One great wine to try before you die!


Grandes PlacesI get often asked: “What wine would you drink if your days were numbered?” It is a very difficult question to answer, not because I don’t have my preferences, favourites or have never experienced a wine moment where I said to myself:  “This wine is a proper one, whose transparency lets its sense of place shine through and transport you”, but because it depends on much more subtle details, such as the moment; what wine I would have at my disposal at that instant?

If my days were numbered, this wine moment could have well been on Monday 18th October, during a Wine School event dedicated to Domaine Gerin in Ampuis, the heart of the Côte-Rôtie appellation in the northern Rhône.

Well, at this stage you may not see my point, yet. The essence of this evening was a vertical tasting of their famous single vineyard wine Les Grandes Places, back from 2006 to 1999. For me, it was a fantastic opportunity to have a clear picture and understanding of what this terroir is about, having just tasted recent vintages and one vintage only each time. On that particular evening I was glad to assist our highly esteemed Rhône Buyer, Simon Field MW, and excited because we had Jean-Michel’s son Michael as special guest.

We started with their entry level Côte-Rôtie, 2006 Champin Le Seigneur cuvée, made from most of their sites on the northern side of the appellation and with 10% Viognier. This was elegant and soft straight from the first sniff, with a floral tone (thanks to the Viognier) and clean black fruit notes. Still soft and fresh, the palate had very fine tannins and ended as it started: elegantly. One to drink over the next ten years.

Then followed 2006 La Landonne, a 0.4 hectare plot released as a single vineyard wine in 1996 (and 100% Syrah). Here the soils contain some iron oxide, which yield richness and black fruits notes.  This was a stylish and racy wine, spicy, structured and more profound than Champin Le Seigneur.
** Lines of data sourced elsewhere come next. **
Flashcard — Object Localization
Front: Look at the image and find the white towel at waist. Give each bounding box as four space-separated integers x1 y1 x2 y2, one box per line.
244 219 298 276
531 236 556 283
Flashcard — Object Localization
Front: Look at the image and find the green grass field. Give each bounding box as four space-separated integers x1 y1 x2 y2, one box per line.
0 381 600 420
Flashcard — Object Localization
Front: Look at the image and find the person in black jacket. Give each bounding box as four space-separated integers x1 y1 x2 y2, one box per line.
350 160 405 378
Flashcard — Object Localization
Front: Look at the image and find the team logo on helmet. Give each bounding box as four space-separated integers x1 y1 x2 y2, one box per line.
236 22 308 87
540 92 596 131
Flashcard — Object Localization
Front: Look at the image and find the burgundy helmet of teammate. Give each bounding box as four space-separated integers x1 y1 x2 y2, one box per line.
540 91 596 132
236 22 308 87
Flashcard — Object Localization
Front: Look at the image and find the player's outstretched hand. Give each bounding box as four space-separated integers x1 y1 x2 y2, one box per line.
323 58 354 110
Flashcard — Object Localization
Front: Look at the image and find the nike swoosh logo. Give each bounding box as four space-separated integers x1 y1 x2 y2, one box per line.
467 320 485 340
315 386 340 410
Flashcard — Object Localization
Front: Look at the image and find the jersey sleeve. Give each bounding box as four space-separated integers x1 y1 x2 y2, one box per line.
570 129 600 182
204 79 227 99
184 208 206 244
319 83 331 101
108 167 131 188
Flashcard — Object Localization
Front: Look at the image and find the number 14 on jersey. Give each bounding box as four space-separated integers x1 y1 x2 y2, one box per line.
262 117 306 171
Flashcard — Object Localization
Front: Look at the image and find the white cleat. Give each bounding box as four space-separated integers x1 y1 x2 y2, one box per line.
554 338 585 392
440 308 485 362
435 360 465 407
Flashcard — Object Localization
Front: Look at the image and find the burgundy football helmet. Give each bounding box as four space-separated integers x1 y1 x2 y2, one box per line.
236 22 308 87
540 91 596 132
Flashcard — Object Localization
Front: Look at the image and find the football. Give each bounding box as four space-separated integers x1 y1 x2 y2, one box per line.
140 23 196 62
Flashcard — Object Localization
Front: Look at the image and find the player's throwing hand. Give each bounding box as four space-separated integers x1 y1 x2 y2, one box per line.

Richness was here too but in the background, and will certainly break free from its oak nut shell. I would give it another four to five years, and then it will come together and last for another 15 years.    

J M GerinThen the curtain unveiled what we were waiting for: Les Grandes Places. Planted in two phases in the 1940s and 1960s, it has for a long time been the domain’s sole vineyard. This 1.3 hectare plot, sold as a single vineyard for the first time in 1988, encompasses flat and very steep areas. Here the soils have mica and schist with little iron elements. All these generate a character suggesting mint, laurel and gunflint.  2006 and 2004 were both tightly packed and straight but 2006 had more austerity with some mint components more evocative at this stage of peat. Both are promising wines and will benefit from further ageing. 2005 was rich, dense and ripe. Not too aromatic, yet reserved but already well balanced; a fine example of this memorable and stress-free vintage. Again still a bit young but should drink well from 2012 and before the 2006 and 2004 vintages.

Ripeness was a key element of the 2003 sample which, despite the extreme weather conditions, was fresh, elegant and tamed with rich black fruit and chocolate peppermint notes. Mouth-coating, and almost reminiscent of a good chocolate mousse, it led the way to a fat finish. Les Grandes Places’ characteristics were more obvious from that tricky vintage of which its freshness was evocative of a cool location.

The 2002 displayed a fresh and pure aspect. Obviously not a monster of concentration and complexity, some of its characteristics – mineral and mint – were playing an important part in keeping this wine alive. Nevertheless, it is a wine I would rather drink now and with food, like monkfish braised in bacon or the local cow’s cheese, Rigottes d’Ampuis.

2001 was the hardest vintage to apprehend in my view; dry and austere, giving very little away. Certainly shut down on that evening, it requires some time and patience but everything should be back together over the next year or so. Here the double decanting process did not provide any help.

The final pair included 2000 and 1999 respectively, both glorious and sumptuous samples combining at different levels. They brought together power, structure, a multi-layered texture and multi-faceted complexity. On both sides the gunflint, minty and bay leave characteristics were obvious and both were savoury. Of the two, 1999 certainly had the most poise and grip with a leafy note suggesting it is nearly approaching maturity, while 2000 had the slickest texture. Both provided ‘un grand moment’ of wine tasting, highlighting superbly what is requested to achieve Grand Vin status: a prime location, favourable weather conditions and a skilled grower/producer. Finally, both wines offer various options when matched with food as well as offering long-term potential. 

So now, based on that experience only, 1999 Les Grandes Places was certainly my favourite. And honestly, if my days had been numbered that night, I would have no remorse, maybe just a few regrets (for not having reduced “my 1000 wines to taste before I die” list to nil).  After tasting such a wonderful wine my very last will would have been to have: “Here lies the Rhône and Burgundy lover” carved upon my tombstone! (By the way, how on earth could I forget my native and cherished Burgundy?)